4.3. Swelling Measurements of HyA-Containing Semi-IPN Gels

A volumetric method was employed to measure the equilibrium volume swelling ratio of semi-IPNs in distilled water at room temperature and buffer solution with different pH values. Semi-IPN samples in cylindrical form were immersed in 100 mL of water or buffer solution after measuring their initial diameter using a calibrated digital compass (Mitutoyo Digimatic Caliper, Series 500, resolution: 0.01 mm). By following the change in diameter of the samples, the measurements were repeated until the equilibrium swelling was reached and no change in the diameters was observed. The equilibrium volume swelling ratio ${\phi }_V$ was calculated using the following equation:

$${\phi }_V={\displaystyle \frac{{(D/D_0)}^3}{{\nu }_2^0}}={\displaystyle \frac{1}{{\nu }_2}}$$

(7)

where D is the diameter of the sample at the equilibrium state. ${\nu }_2^0$ and ${\nu }_2$ are the volume fraction of crosslinked polymer in the relaxed state, that is, after preparation-state and at swollen-state, respectively. Using dry weights of the samples, the experimental values of ${\nu }_2^0$ were calculated using the following equation:

$${\nu }_2^0={\left[1+{\displaystyle \frac{\left(m_0/m_{dry}-1\right){\rho }_{\mathrm{P}}}{d_{\mathrm{w}}}}\right]}^{-1}$$

(8)

where m_dry is the weight of crosslinked sample dried after extraction in water and m₀ is the weight of gel after preparation-state, respectively. d_w is the density of polymerization solvent, water, 1.0 g/mL, and ρ_P is the apparent density of the crosslinked network, 1.35 g/mL. The polymer volume ratio, which is an important structural parameter in the characterization of the polymer network, is related to the amount of water that the network can contain. The theoretical values of ${\nu }_2^0$ were determined with ${\nu }_{2,\mathrm{theo}}^0=C_0{\overline{V}}_r/{10}^3$ using the initial molar concentration of the monomers C₀ and the average molar volume of polymer repeating units (in mL/mol) $\overline{V_r}$. The gel fraction determined gravimetrically after synthesis and drying was calculated using $w_{gel}\%=(m_{dry}/m_0)\times 100$.

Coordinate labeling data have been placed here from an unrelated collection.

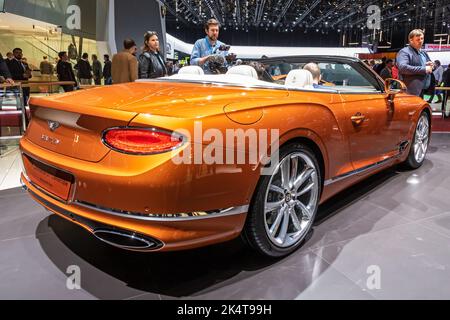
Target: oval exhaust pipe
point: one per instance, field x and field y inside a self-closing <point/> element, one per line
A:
<point x="126" y="240"/>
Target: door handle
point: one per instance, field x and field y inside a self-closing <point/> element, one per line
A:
<point x="358" y="118"/>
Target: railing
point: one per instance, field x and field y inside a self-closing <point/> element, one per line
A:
<point x="19" y="109"/>
<point x="445" y="105"/>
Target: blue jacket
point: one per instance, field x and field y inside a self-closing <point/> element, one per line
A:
<point x="411" y="70"/>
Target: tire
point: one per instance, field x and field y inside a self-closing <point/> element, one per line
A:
<point x="421" y="139"/>
<point x="293" y="207"/>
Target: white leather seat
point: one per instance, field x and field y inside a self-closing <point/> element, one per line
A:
<point x="299" y="78"/>
<point x="191" y="70"/>
<point x="244" y="70"/>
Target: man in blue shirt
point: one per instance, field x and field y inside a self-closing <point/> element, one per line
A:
<point x="414" y="65"/>
<point x="208" y="46"/>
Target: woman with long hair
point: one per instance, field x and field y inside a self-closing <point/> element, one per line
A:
<point x="151" y="63"/>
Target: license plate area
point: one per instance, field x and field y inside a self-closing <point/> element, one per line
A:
<point x="52" y="180"/>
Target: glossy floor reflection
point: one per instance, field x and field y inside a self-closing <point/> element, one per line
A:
<point x="397" y="223"/>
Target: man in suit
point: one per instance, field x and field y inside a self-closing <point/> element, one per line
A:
<point x="19" y="72"/>
<point x="65" y="71"/>
<point x="124" y="64"/>
<point x="414" y="65"/>
<point x="4" y="71"/>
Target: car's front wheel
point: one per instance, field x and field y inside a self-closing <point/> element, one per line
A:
<point x="421" y="141"/>
<point x="285" y="203"/>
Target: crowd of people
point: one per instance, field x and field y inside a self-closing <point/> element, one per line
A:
<point x="125" y="66"/>
<point x="412" y="65"/>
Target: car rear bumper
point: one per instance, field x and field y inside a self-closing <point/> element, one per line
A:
<point x="145" y="233"/>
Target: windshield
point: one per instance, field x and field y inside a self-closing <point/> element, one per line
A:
<point x="304" y="74"/>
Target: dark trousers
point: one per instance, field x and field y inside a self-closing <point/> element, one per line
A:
<point x="26" y="95"/>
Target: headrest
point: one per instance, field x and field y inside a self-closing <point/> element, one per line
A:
<point x="248" y="71"/>
<point x="191" y="70"/>
<point x="299" y="78"/>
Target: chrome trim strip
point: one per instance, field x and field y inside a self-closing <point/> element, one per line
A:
<point x="71" y="197"/>
<point x="95" y="226"/>
<point x="360" y="170"/>
<point x="254" y="86"/>
<point x="139" y="216"/>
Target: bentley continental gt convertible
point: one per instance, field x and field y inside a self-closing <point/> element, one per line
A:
<point x="103" y="158"/>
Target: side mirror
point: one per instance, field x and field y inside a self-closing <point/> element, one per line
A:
<point x="394" y="86"/>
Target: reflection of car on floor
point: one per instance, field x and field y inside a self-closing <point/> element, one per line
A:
<point x="103" y="158"/>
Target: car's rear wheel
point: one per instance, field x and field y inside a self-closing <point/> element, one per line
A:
<point x="285" y="203"/>
<point x="421" y="141"/>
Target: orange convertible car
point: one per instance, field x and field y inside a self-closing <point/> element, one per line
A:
<point x="167" y="164"/>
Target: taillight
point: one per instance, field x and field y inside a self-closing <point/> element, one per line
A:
<point x="141" y="141"/>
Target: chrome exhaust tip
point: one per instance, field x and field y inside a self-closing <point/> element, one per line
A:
<point x="127" y="240"/>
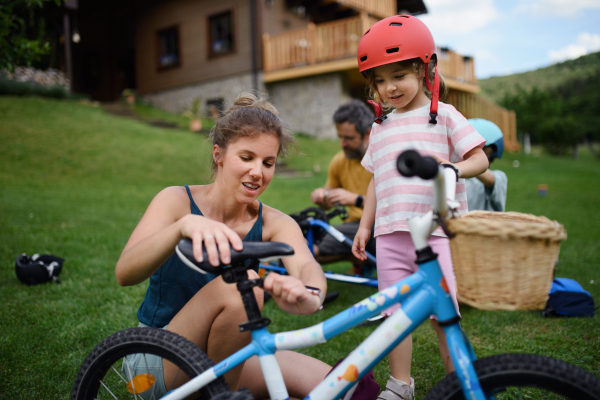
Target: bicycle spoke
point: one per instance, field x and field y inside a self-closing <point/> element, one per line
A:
<point x="106" y="387"/>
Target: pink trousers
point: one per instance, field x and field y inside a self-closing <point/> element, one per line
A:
<point x="396" y="260"/>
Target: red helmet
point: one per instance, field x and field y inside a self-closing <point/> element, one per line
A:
<point x="399" y="38"/>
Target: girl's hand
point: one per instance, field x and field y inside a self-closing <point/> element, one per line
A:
<point x="360" y="242"/>
<point x="341" y="196"/>
<point x="216" y="237"/>
<point x="290" y="294"/>
<point x="440" y="160"/>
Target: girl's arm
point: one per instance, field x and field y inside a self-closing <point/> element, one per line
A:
<point x="160" y="229"/>
<point x="289" y="292"/>
<point x="366" y="222"/>
<point x="475" y="162"/>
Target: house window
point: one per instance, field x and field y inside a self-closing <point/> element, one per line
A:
<point x="168" y="48"/>
<point x="220" y="34"/>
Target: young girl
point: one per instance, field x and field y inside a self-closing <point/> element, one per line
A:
<point x="203" y="308"/>
<point x="397" y="56"/>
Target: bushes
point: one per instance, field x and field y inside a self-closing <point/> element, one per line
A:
<point x="560" y="118"/>
<point x="9" y="87"/>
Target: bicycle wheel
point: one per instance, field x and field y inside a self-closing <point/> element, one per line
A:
<point x="128" y="365"/>
<point x="523" y="376"/>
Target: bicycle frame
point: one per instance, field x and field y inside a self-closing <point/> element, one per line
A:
<point x="422" y="294"/>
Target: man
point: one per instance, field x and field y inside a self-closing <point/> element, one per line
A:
<point x="347" y="181"/>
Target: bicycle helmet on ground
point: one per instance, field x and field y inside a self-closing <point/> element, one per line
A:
<point x="400" y="38"/>
<point x="491" y="133"/>
<point x="38" y="268"/>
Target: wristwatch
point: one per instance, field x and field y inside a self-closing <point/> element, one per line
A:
<point x="316" y="292"/>
<point x="359" y="201"/>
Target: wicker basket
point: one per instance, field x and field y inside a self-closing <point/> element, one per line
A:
<point x="504" y="261"/>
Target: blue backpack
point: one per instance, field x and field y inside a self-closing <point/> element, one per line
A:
<point x="568" y="298"/>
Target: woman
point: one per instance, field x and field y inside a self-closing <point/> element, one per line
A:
<point x="203" y="308"/>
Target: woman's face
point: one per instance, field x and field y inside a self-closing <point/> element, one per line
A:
<point x="247" y="165"/>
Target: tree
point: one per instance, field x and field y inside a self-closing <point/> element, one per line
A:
<point x="22" y="41"/>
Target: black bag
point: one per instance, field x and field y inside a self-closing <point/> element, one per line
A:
<point x="568" y="298"/>
<point x="38" y="268"/>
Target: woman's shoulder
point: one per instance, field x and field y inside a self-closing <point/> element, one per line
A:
<point x="174" y="199"/>
<point x="275" y="221"/>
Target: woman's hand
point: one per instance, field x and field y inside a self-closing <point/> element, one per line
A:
<point x="360" y="242"/>
<point x="291" y="295"/>
<point x="216" y="237"/>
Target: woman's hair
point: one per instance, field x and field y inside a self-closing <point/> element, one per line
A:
<point x="249" y="116"/>
<point x="419" y="67"/>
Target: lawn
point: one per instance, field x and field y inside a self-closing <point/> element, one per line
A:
<point x="75" y="181"/>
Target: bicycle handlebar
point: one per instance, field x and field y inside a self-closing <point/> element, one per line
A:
<point x="410" y="163"/>
<point x="252" y="250"/>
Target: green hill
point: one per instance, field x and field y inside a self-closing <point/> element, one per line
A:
<point x="547" y="78"/>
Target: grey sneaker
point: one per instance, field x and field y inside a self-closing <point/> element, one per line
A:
<point x="398" y="390"/>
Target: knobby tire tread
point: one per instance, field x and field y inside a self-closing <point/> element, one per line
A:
<point x="506" y="370"/>
<point x="191" y="359"/>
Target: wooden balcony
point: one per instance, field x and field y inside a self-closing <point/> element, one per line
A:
<point x="474" y="106"/>
<point x="377" y="8"/>
<point x="333" y="46"/>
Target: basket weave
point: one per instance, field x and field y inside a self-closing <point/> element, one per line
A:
<point x="504" y="261"/>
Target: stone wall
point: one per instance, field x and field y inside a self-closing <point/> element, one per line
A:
<point x="307" y="104"/>
<point x="180" y="99"/>
<point x="49" y="77"/>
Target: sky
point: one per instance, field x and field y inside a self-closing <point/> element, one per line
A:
<point x="511" y="36"/>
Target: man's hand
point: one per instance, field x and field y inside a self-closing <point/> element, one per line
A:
<point x="487" y="178"/>
<point x="342" y="197"/>
<point x="319" y="197"/>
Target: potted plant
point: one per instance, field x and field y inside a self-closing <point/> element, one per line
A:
<point x="192" y="114"/>
<point x="129" y="96"/>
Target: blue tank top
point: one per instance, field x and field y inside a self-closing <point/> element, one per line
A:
<point x="174" y="283"/>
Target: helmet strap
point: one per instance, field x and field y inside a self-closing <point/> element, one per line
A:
<point x="378" y="112"/>
<point x="435" y="93"/>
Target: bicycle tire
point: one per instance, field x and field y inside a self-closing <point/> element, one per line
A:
<point x="178" y="350"/>
<point x="503" y="374"/>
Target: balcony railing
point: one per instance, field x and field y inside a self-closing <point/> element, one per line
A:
<point x="473" y="106"/>
<point x="377" y="8"/>
<point x="339" y="39"/>
<point x="314" y="44"/>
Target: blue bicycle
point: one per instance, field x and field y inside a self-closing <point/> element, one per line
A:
<point x="505" y="376"/>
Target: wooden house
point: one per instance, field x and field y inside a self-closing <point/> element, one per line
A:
<point x="301" y="52"/>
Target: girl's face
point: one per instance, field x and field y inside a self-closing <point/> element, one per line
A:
<point x="400" y="86"/>
<point x="247" y="165"/>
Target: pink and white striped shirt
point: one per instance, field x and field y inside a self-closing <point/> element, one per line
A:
<point x="400" y="198"/>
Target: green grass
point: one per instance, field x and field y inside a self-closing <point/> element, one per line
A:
<point x="74" y="181"/>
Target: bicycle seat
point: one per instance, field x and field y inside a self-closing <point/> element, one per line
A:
<point x="262" y="251"/>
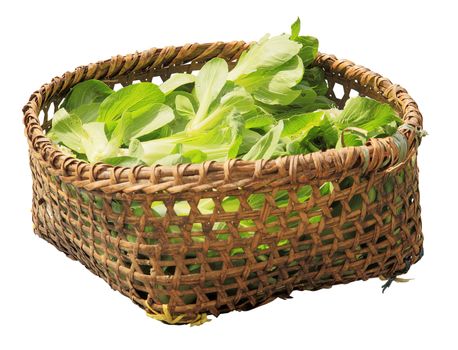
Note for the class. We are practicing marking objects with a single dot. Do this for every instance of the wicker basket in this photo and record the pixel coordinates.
(101, 215)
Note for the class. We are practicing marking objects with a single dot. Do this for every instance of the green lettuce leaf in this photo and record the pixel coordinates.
(274, 86)
(265, 147)
(268, 53)
(128, 98)
(175, 81)
(86, 92)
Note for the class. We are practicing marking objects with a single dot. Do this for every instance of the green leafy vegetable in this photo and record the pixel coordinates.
(272, 103)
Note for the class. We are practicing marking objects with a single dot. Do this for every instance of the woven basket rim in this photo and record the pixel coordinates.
(378, 154)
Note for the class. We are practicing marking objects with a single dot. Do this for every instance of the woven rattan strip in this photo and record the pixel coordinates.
(180, 267)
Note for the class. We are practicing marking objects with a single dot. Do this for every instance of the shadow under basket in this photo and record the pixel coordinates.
(187, 263)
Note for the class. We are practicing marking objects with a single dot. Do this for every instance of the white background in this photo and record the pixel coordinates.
(51, 302)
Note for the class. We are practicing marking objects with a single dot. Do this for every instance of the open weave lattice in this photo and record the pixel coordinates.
(190, 262)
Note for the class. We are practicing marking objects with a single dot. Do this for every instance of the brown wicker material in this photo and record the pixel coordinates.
(86, 210)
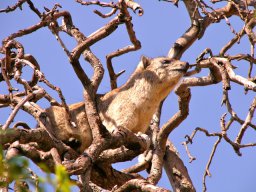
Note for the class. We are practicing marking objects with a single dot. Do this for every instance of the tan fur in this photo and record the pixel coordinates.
(131, 106)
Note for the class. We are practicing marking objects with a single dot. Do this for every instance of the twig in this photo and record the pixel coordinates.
(207, 172)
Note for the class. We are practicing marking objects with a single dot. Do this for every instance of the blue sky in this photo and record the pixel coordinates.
(157, 29)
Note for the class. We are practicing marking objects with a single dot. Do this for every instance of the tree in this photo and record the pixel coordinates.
(234, 45)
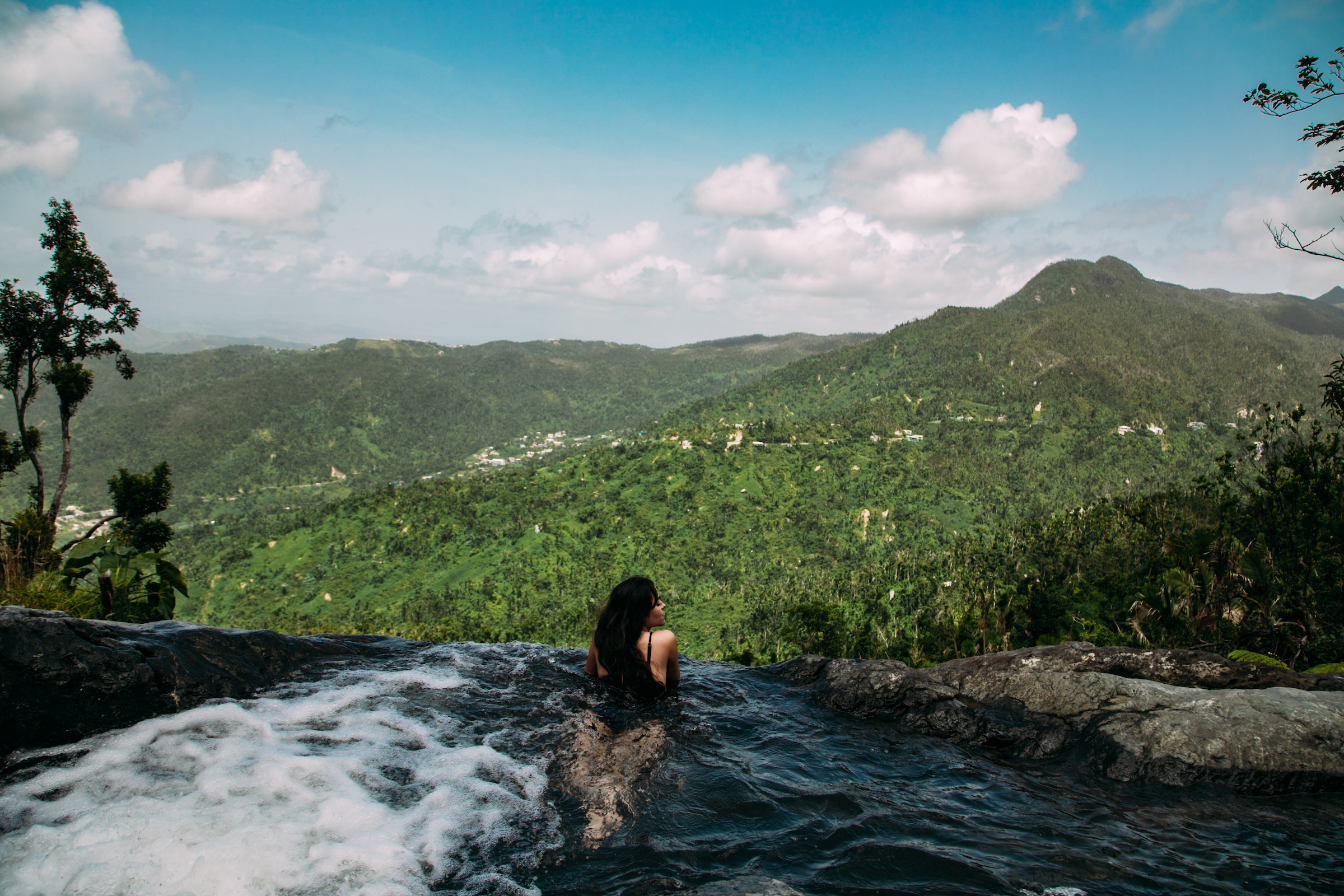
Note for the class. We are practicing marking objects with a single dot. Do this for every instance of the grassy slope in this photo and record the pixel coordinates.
(246, 418)
(528, 551)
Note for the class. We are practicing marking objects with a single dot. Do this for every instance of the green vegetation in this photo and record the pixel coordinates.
(1247, 656)
(50, 339)
(248, 426)
(1320, 83)
(980, 480)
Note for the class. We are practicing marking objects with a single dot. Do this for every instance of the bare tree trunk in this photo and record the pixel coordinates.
(65, 470)
(21, 409)
(105, 594)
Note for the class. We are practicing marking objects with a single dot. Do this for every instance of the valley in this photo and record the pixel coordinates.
(1027, 463)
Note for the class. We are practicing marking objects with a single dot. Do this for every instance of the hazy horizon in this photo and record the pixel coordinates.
(648, 175)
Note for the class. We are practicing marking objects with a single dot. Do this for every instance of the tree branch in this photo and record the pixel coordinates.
(1304, 248)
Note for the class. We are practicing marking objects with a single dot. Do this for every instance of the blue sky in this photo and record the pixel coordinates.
(648, 174)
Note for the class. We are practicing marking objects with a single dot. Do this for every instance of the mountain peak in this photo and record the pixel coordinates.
(1334, 297)
(1073, 277)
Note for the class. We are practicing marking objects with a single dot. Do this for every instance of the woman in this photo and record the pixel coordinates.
(624, 651)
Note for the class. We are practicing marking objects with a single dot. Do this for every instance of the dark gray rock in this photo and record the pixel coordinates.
(1178, 716)
(64, 679)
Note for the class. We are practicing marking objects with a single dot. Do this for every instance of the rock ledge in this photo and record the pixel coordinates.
(64, 679)
(1178, 716)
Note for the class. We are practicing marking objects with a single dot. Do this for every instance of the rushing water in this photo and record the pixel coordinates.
(482, 769)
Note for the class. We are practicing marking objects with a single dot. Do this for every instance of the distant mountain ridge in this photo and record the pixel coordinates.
(1090, 382)
(248, 417)
(147, 340)
(1334, 297)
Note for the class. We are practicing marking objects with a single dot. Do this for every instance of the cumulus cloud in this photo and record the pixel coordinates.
(748, 189)
(287, 197)
(846, 255)
(622, 268)
(65, 73)
(1248, 258)
(988, 163)
(1161, 15)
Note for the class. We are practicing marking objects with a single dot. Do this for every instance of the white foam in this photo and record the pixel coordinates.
(281, 796)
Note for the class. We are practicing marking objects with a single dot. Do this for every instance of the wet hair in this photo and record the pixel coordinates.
(619, 628)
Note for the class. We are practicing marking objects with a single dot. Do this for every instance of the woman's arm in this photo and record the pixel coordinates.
(666, 659)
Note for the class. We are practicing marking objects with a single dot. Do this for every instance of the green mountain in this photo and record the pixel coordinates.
(259, 422)
(861, 469)
(144, 340)
(1334, 297)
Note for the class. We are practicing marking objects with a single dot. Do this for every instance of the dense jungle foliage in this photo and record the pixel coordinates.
(244, 419)
(1100, 457)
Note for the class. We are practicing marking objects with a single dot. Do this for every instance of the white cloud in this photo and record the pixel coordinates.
(1248, 258)
(64, 73)
(347, 269)
(622, 268)
(288, 197)
(1161, 15)
(843, 254)
(990, 163)
(749, 189)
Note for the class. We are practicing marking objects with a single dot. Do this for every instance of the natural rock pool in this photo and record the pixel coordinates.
(479, 769)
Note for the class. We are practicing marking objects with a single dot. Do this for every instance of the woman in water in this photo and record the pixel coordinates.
(604, 767)
(624, 651)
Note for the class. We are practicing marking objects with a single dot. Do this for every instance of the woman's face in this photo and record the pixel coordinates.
(656, 615)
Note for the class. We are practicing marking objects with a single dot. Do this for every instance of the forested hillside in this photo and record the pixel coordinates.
(926, 474)
(233, 421)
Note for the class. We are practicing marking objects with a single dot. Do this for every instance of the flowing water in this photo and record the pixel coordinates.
(484, 769)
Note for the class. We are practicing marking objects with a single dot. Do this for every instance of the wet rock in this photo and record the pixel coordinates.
(750, 886)
(1178, 716)
(64, 679)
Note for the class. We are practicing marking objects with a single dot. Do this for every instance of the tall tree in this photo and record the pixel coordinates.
(1320, 83)
(46, 338)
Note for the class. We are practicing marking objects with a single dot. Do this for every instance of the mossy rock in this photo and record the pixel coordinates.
(1247, 656)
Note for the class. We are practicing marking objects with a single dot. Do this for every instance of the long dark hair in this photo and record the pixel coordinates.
(619, 628)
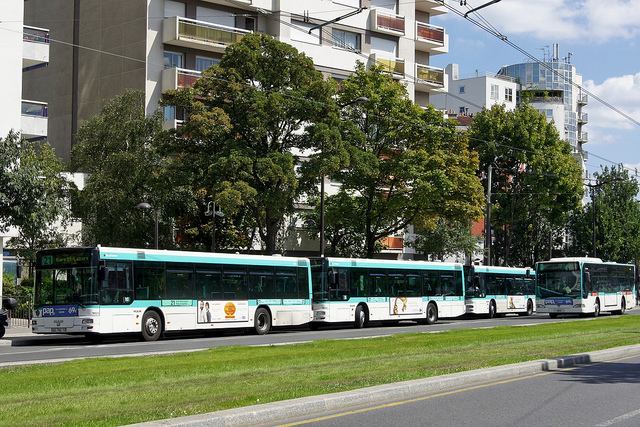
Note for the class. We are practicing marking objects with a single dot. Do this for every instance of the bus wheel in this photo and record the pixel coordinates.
(492, 309)
(529, 311)
(94, 338)
(151, 326)
(262, 321)
(432, 313)
(361, 317)
(596, 309)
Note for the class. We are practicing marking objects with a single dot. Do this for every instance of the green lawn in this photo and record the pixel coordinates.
(127, 390)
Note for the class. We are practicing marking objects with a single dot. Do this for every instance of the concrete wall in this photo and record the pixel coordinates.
(11, 12)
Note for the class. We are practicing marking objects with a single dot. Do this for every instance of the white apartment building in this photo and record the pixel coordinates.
(468, 95)
(157, 45)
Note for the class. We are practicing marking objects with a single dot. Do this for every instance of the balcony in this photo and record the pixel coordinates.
(202, 35)
(583, 118)
(393, 66)
(34, 119)
(432, 7)
(583, 99)
(583, 137)
(431, 38)
(178, 78)
(384, 22)
(35, 47)
(429, 78)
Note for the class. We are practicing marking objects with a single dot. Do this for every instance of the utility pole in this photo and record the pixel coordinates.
(487, 224)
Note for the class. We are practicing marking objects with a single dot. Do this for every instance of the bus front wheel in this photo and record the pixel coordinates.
(151, 326)
(432, 314)
(262, 321)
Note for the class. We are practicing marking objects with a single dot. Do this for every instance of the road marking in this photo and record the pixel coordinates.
(462, 390)
(620, 419)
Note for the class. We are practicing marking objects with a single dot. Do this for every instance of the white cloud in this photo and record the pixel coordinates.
(624, 93)
(592, 20)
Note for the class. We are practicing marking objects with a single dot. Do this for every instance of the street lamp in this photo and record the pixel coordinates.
(213, 212)
(359, 100)
(147, 206)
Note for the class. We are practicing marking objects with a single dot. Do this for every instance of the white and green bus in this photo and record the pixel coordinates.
(363, 290)
(102, 290)
(495, 291)
(584, 286)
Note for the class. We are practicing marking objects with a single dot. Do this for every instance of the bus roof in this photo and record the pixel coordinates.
(387, 263)
(503, 270)
(131, 254)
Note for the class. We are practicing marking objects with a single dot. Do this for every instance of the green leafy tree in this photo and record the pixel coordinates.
(406, 165)
(34, 196)
(617, 217)
(248, 117)
(445, 238)
(536, 181)
(120, 149)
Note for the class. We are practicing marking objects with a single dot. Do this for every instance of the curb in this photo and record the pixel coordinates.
(312, 406)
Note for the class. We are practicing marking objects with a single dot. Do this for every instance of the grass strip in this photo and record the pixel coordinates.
(127, 390)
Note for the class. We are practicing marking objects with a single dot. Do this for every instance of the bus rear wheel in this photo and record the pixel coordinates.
(361, 317)
(151, 326)
(432, 313)
(262, 321)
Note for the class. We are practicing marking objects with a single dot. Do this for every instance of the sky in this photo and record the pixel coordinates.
(603, 37)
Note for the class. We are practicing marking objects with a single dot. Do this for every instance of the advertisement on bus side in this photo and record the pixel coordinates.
(222, 311)
(405, 305)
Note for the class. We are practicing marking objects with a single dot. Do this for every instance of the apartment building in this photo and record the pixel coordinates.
(552, 87)
(468, 95)
(102, 48)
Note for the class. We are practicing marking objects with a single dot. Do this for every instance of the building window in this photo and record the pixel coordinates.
(203, 62)
(300, 32)
(508, 94)
(173, 60)
(494, 92)
(346, 39)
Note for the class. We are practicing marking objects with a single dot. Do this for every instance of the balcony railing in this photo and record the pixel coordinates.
(431, 75)
(387, 22)
(35, 34)
(199, 34)
(35, 109)
(583, 137)
(395, 66)
(429, 33)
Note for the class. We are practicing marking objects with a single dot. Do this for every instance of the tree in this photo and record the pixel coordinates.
(120, 149)
(536, 181)
(616, 218)
(249, 117)
(445, 238)
(33, 196)
(406, 165)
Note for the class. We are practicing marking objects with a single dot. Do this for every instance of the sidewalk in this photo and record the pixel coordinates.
(314, 406)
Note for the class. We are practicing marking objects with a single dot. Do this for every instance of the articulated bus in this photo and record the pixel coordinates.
(496, 291)
(363, 290)
(101, 290)
(584, 285)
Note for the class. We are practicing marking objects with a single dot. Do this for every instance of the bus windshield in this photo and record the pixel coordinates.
(76, 285)
(561, 279)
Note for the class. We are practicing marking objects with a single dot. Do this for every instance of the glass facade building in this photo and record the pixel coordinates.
(552, 78)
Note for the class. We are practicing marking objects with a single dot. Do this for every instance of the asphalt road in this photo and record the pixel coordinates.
(602, 394)
(38, 349)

4.4. Mechanical Measurements of HyA-Containing Semi-IPN Gels

The cylindrical gels removed from the syringe were cut in pieces of 5 mm height, and to determine the after-synthesis modulus, the obtained pieces were subjected to uniaxial compression testing using a manual mechanical loading device equipped with a digital comparator (IDC type Digimatic Indicator 543–262, Mitutoyo, Kawasaki, Japan) which is sensitive to displacements of 10⁻³ mm after measuring their diameter and weight. For the determination of the swelling state modulus, the gels first reached the swelling equilibrium in water and were compressed after measuring their swollen diameter and weight. Four samples of each composition were used, and the measurements were performed using a crosshead speed of 5 mm min⁻¹. In all measurements, the test parameters were set as follows: the compression was completed when 10% of the sample length was deformed, the relaxation time of the polymer chains was set to 10 s, and each test was completed in less than 3 min to prevent the water loss during the measurement. The compressive elastic modulus, G, was determined from the slope of linear dependence described using the simplified Mooney–Rivlin equation [51,52,53], as follows:

$$\sigma =f/S=G(\alpha -{\alpha }^{-2})$$

(9)

where $\sigma$ is the nominal stress in Pa m⁻², f is the value of measured force, S is the cross-section of the undeformed sample, $S=\pi {\left(D_0/2\right)}^2$, and α is the relative deformation ratio of the sample as $\alpha =1-\Delta L/L_0,$ in which ΔL is the displacement, the change in length of the compressed sample, and determined by the initial L₀ and compressed sample length L along the single axis as $\Delta L=L_0-L.$

4.5. Attenuated Total Reflectance Fourier Transform Infrared Spectroscopy (ATR-FTIR)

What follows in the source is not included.